All of the behavioral traits studied, aggression, activity, boldness, sociability, and exploration of their environment, changed dramatically as a result of human-caused environmental change.

Climate change affects animal behavior

“The most noticeable difference was observed in the animals’ activity in exploring their surroundings. Animals react strongly to all types of environmental change, but climate change has caused the most significant shift in animal behavior “says Petri Niemelä, a postdoctoral researcher at the University of Helsinki’s Faculty of Biological and Environmental Sciences.

Sea levels are rising, and the oceans are warming. Droughts that last longer and are more intense endanger crops, wildlife, and freshwater supplies. Climate change is threatening the diversity of life on our planet, from polar bears in the Arctic to marine turtles off the coast of Africa.

Other forms of human-induced environmental change included in the modeling, in addition to climate change, were changes in carbon dioxide concentration and nutrient levels, alien species, and other biotic changes caused by humans, as well as direct human impact through, for example, urbanization or other human disturbances.

Changes in activity or other animal behavior are frequently the first signs of climate change in animals. Ocean warming causes deoxygenation, or a decrease in the amount of oxygen dissolved in the ocean, as well as sea-level rise due to thermal expansion of seawater and melting of continental ice. Rising temperatures, combined with ocean acidification (the decrease in pH of the ocean caused by CO2 uptake), have an impact on marine species and ecosystems, as well as the fundamental benefits humans derive from the ocean.
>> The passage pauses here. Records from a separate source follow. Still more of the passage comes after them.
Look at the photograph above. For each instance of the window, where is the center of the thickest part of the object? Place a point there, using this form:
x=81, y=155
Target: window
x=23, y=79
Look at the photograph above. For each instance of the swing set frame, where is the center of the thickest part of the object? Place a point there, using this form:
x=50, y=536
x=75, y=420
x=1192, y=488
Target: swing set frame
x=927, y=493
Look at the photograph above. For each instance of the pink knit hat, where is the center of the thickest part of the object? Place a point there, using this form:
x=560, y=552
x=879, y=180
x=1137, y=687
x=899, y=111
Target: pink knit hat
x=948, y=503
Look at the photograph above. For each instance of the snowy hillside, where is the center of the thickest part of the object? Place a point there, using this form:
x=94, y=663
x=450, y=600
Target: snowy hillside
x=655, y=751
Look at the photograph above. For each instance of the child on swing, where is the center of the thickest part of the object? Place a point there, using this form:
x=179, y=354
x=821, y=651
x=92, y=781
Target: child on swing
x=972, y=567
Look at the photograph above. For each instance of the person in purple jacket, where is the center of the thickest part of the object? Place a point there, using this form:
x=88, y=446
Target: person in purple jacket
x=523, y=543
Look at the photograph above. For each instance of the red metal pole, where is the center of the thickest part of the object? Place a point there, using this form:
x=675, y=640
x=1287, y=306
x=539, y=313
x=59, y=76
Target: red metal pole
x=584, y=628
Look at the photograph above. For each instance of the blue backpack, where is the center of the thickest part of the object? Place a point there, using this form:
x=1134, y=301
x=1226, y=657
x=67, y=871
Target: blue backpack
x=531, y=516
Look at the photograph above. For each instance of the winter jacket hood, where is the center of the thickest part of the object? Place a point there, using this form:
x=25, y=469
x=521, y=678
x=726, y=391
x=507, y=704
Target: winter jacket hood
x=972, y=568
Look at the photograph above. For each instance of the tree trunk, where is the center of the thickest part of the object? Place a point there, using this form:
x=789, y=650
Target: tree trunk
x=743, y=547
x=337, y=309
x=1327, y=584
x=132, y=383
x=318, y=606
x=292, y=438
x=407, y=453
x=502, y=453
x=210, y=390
“Animals can avoid the immediate negative effects of environmental change by changing their behavior. Such change, for example, can compensate for decreased reproductive success or increased mortality caused by environmental change. Animals can learn more about their changing environment by changing their behavior.”

The researchers from the University of Helsinki and Lancaster University based their study on a survey of over a thousand scholarly, peer-reviewed publications, from which the data for the analysis on a little more than a hundred animal species were gathered. The study was published in the international OIKOS journal series as an open-access publication.